Not only is Elon Musk facing a lawsuit at Twitter, where former workers say they didn't receive proper notice from the new CEO of their employment being terminated. Musk is headed to trial to answer to a Tesla shareholder who is seeking to rescind a 2018 pay deal of $56 billion for the company's CEO on the grounds that it unjustly compensates him. We've gathered articles on the news from SHRM Online and other media outlets.

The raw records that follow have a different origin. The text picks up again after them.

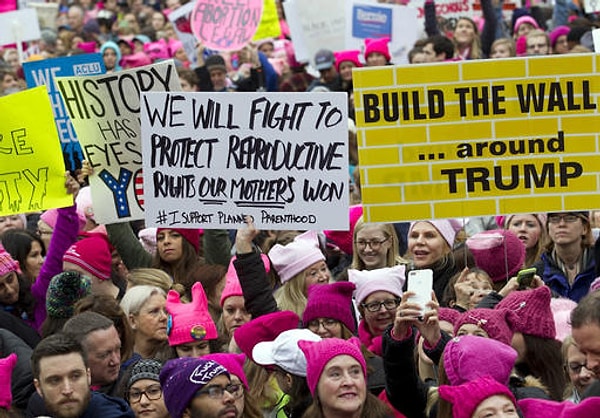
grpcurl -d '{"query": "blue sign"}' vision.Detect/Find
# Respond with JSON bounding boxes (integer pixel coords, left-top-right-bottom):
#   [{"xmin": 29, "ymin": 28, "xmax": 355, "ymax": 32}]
[
  {"xmin": 24, "ymin": 54, "xmax": 105, "ymax": 172},
  {"xmin": 352, "ymin": 5, "xmax": 392, "ymax": 40}
]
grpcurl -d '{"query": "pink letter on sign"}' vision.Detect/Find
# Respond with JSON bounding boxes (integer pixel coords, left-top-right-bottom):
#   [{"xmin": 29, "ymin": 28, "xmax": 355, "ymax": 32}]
[{"xmin": 191, "ymin": 0, "xmax": 264, "ymax": 51}]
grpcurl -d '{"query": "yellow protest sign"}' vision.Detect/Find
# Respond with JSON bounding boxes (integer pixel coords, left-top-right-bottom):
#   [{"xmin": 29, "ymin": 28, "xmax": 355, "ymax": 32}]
[
  {"xmin": 353, "ymin": 54, "xmax": 600, "ymax": 223},
  {"xmin": 0, "ymin": 86, "xmax": 72, "ymax": 216},
  {"xmin": 253, "ymin": 0, "xmax": 281, "ymax": 41}
]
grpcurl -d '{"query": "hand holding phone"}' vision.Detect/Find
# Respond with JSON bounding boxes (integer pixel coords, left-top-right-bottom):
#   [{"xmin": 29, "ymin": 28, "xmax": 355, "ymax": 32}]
[
  {"xmin": 407, "ymin": 269, "xmax": 433, "ymax": 315},
  {"xmin": 517, "ymin": 267, "xmax": 537, "ymax": 290}
]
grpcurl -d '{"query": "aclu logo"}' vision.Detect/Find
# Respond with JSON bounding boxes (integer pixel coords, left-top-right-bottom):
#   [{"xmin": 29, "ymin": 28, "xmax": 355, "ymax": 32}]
[{"xmin": 72, "ymin": 63, "xmax": 103, "ymax": 76}]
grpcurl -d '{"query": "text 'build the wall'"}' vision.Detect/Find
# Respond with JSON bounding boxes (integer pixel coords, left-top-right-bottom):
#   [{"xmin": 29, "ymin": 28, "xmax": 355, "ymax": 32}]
[
  {"xmin": 353, "ymin": 54, "xmax": 600, "ymax": 223},
  {"xmin": 140, "ymin": 92, "xmax": 349, "ymax": 230}
]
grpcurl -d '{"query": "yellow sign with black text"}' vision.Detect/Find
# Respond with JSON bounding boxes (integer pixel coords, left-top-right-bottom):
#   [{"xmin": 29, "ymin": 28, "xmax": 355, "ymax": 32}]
[{"xmin": 353, "ymin": 54, "xmax": 600, "ymax": 222}]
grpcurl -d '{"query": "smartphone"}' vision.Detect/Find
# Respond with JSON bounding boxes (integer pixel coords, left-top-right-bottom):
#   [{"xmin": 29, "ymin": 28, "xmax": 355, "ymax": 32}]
[
  {"xmin": 407, "ymin": 269, "xmax": 433, "ymax": 314},
  {"xmin": 517, "ymin": 267, "xmax": 537, "ymax": 289}
]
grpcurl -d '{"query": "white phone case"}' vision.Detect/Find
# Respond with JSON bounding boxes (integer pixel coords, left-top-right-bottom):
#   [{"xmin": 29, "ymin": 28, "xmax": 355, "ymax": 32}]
[{"xmin": 407, "ymin": 269, "xmax": 433, "ymax": 312}]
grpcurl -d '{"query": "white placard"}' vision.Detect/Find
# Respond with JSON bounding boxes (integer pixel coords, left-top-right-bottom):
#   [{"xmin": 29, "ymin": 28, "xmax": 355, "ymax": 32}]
[
  {"xmin": 140, "ymin": 92, "xmax": 350, "ymax": 230},
  {"xmin": 0, "ymin": 8, "xmax": 41, "ymax": 45}
]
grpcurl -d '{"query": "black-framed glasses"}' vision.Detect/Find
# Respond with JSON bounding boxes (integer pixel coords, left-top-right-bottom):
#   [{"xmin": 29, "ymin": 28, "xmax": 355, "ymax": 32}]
[
  {"xmin": 567, "ymin": 361, "xmax": 592, "ymax": 374},
  {"xmin": 307, "ymin": 318, "xmax": 340, "ymax": 331},
  {"xmin": 362, "ymin": 298, "xmax": 401, "ymax": 313},
  {"xmin": 548, "ymin": 214, "xmax": 580, "ymax": 224},
  {"xmin": 195, "ymin": 384, "xmax": 243, "ymax": 400},
  {"xmin": 354, "ymin": 237, "xmax": 389, "ymax": 250},
  {"xmin": 128, "ymin": 384, "xmax": 162, "ymax": 403}
]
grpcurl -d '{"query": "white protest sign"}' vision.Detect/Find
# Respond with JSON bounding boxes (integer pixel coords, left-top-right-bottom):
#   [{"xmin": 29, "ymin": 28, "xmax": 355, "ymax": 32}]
[
  {"xmin": 140, "ymin": 92, "xmax": 350, "ymax": 230},
  {"xmin": 283, "ymin": 0, "xmax": 346, "ymax": 64},
  {"xmin": 56, "ymin": 61, "xmax": 181, "ymax": 224},
  {"xmin": 346, "ymin": 1, "xmax": 418, "ymax": 65},
  {"xmin": 0, "ymin": 8, "xmax": 41, "ymax": 45},
  {"xmin": 406, "ymin": 0, "xmax": 474, "ymax": 31}
]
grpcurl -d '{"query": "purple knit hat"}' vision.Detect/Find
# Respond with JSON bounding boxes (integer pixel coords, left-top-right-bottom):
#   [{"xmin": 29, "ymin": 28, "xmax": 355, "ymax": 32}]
[
  {"xmin": 439, "ymin": 376, "xmax": 517, "ymax": 418},
  {"xmin": 234, "ymin": 310, "xmax": 300, "ymax": 362},
  {"xmin": 518, "ymin": 397, "xmax": 600, "ymax": 418},
  {"xmin": 466, "ymin": 230, "xmax": 525, "ymax": 283},
  {"xmin": 443, "ymin": 335, "xmax": 517, "ymax": 386},
  {"xmin": 496, "ymin": 286, "xmax": 556, "ymax": 339},
  {"xmin": 165, "ymin": 282, "xmax": 217, "ymax": 346},
  {"xmin": 160, "ymin": 357, "xmax": 229, "ymax": 418},
  {"xmin": 409, "ymin": 220, "xmax": 457, "ymax": 249},
  {"xmin": 268, "ymin": 231, "xmax": 325, "ymax": 283},
  {"xmin": 364, "ymin": 37, "xmax": 391, "ymax": 61},
  {"xmin": 454, "ymin": 308, "xmax": 514, "ymax": 346},
  {"xmin": 298, "ymin": 337, "xmax": 366, "ymax": 395},
  {"xmin": 203, "ymin": 353, "xmax": 248, "ymax": 389},
  {"xmin": 303, "ymin": 281, "xmax": 356, "ymax": 333}
]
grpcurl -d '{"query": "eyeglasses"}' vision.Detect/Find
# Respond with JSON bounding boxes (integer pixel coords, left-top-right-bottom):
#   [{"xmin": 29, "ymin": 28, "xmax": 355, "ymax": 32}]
[
  {"xmin": 567, "ymin": 362, "xmax": 592, "ymax": 374},
  {"xmin": 548, "ymin": 214, "xmax": 580, "ymax": 224},
  {"xmin": 354, "ymin": 237, "xmax": 389, "ymax": 250},
  {"xmin": 128, "ymin": 384, "xmax": 162, "ymax": 403},
  {"xmin": 361, "ymin": 298, "xmax": 401, "ymax": 313},
  {"xmin": 307, "ymin": 318, "xmax": 340, "ymax": 331},
  {"xmin": 195, "ymin": 384, "xmax": 243, "ymax": 400}
]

Changes at Twitter Challenged
Twitter cut more than 950 California employees after Musk took over, a Worker Adjustment and Retraining Notification Act (WARN) notice showed. In three different California WARN notice letters, signed by Twitter's human resources department—but no executives—the company wrote: "Affected employees will be paid all wages and other benefits to which they are entitled through their date of termination." Permanent terminations are expected to begin in January 2023, according to the WARN notices.
Twitter notified affected employees on Nov. 4. Many workers described losing access to e-mail and other internal systems at Twitter overnight on Nov. 3.

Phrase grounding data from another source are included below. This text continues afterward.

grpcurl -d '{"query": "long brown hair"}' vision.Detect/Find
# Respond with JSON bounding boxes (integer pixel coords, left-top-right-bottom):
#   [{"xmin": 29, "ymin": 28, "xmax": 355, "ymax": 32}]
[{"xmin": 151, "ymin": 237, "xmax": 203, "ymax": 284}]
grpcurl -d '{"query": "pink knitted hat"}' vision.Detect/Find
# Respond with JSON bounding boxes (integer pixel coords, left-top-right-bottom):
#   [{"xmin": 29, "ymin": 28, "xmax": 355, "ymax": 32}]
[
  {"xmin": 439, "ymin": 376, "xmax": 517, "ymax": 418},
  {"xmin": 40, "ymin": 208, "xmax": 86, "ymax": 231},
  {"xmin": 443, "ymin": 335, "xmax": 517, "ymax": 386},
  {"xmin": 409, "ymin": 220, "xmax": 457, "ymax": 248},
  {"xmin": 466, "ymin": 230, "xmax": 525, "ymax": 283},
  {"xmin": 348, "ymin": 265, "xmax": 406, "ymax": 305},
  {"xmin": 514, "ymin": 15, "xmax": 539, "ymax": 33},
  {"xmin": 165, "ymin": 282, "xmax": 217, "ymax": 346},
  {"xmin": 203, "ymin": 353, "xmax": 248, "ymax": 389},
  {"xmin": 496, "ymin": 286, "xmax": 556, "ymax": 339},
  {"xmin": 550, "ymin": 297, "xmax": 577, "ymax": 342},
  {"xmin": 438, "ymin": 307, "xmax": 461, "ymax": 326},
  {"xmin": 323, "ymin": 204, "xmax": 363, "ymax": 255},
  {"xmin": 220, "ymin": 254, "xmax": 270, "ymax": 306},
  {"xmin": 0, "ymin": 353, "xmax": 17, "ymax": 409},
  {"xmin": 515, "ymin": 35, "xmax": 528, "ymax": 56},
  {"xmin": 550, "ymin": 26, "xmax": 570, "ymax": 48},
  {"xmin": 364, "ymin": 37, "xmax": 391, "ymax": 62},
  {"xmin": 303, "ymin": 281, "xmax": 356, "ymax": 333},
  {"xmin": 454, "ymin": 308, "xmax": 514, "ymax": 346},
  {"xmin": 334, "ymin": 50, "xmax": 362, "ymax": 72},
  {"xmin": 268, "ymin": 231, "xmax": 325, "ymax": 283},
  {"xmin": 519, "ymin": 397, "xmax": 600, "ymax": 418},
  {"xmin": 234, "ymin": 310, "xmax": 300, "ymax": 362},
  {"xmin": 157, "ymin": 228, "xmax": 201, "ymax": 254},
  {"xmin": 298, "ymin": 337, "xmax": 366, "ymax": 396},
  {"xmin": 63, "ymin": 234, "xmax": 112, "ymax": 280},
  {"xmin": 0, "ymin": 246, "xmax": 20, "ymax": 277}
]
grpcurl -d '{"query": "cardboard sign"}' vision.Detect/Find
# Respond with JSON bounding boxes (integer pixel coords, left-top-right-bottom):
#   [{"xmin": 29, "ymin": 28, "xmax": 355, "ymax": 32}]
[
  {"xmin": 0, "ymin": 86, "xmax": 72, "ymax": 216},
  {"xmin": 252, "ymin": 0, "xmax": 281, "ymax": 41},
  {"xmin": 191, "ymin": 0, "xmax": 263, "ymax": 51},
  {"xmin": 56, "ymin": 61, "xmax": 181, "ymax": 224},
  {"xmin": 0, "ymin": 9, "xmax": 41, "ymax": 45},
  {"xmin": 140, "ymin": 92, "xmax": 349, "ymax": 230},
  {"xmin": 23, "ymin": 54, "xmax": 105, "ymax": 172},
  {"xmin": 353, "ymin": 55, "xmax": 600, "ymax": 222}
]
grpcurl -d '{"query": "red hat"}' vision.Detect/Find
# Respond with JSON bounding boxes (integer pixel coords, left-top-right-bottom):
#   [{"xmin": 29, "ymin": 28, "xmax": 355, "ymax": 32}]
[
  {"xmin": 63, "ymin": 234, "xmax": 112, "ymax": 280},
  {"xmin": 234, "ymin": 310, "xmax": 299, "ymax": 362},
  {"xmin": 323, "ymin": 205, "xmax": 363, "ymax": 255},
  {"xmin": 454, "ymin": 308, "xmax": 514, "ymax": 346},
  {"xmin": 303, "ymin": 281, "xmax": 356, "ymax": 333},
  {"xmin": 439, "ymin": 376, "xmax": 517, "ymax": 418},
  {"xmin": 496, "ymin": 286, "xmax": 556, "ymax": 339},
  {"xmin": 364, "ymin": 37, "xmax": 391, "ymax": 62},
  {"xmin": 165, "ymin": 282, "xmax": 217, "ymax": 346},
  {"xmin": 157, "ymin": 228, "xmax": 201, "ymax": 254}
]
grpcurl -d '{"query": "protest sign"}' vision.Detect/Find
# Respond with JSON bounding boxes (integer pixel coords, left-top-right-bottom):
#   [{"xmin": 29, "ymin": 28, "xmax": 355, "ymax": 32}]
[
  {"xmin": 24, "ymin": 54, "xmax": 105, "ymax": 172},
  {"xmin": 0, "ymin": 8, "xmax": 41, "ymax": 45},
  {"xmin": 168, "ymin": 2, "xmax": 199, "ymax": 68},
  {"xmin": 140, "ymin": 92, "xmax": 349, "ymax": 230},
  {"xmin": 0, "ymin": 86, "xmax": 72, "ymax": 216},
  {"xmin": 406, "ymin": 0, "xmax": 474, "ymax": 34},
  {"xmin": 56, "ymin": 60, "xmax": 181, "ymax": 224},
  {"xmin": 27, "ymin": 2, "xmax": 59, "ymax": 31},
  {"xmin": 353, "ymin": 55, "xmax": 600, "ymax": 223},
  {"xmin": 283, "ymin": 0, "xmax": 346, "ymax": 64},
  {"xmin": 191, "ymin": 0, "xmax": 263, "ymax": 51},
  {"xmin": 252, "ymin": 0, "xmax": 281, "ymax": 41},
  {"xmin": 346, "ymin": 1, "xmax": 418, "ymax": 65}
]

Twitter was sued Nov. 3 by former employees in a proposed class action by those who claimed employees were not given proper notice.
In total, approximately 3,700 employees were laid off—almost half of Twitter's staff. Now dozens are reportedly being asked to return as they were laid off "by mistake."
(CNBC), (TechCrunch+) and (Bloomberg)
Avoid Costly Mistakes in Layoffs
Without careful planning, layoffs can result in costly errors. Avoid common errors some employers make when conducting layoffs. Make time to limit liability. And stay in line with federal, state and local WARN laws.
(SHRM Online), (SHRM Online) and (SHRM Online)
Musk's Schedule Questioned
In the shareholder's lawsuit, the compensation package was characterized as unjust because Musk allegedly is a "part-time CEO." Musk once stated he worked at Tesla Tuesday, Wednesday and Friday, and spent Mondays and Thursdays at SpaceX.
Tesla has responded by pointing out that the package delivered a 10-fold increase in value to shareholders.
(CBT News)
'Minimal Time' at Tesla
Tesla's board chair said the "minimal time" Musk was at Tesla was "becoming more and more problematic" in a 2018 e-mail to the Tesla chief people officer.
The company has argued the package was not about requiring Musk to punch a clock and be onsite specific hours each week, but to hit "audacious" targets, enriching Musk and shareholders.
(Reuters)
CEO of Several Companies
Aside from Tesla, Musk is CEO of SpaceX, the Boring Company and Neuralink. He said on Oct. 31 that he will become CEO of Twitter.
The 2018 pay package allegedly did not achieve its stated purpose of getting Musk to focus on Tesla. But there were no provisions requiring Musk to devote time or attention to Tesla, nor were there provisions limiting Musk's allocation of time or attention to other endeavors.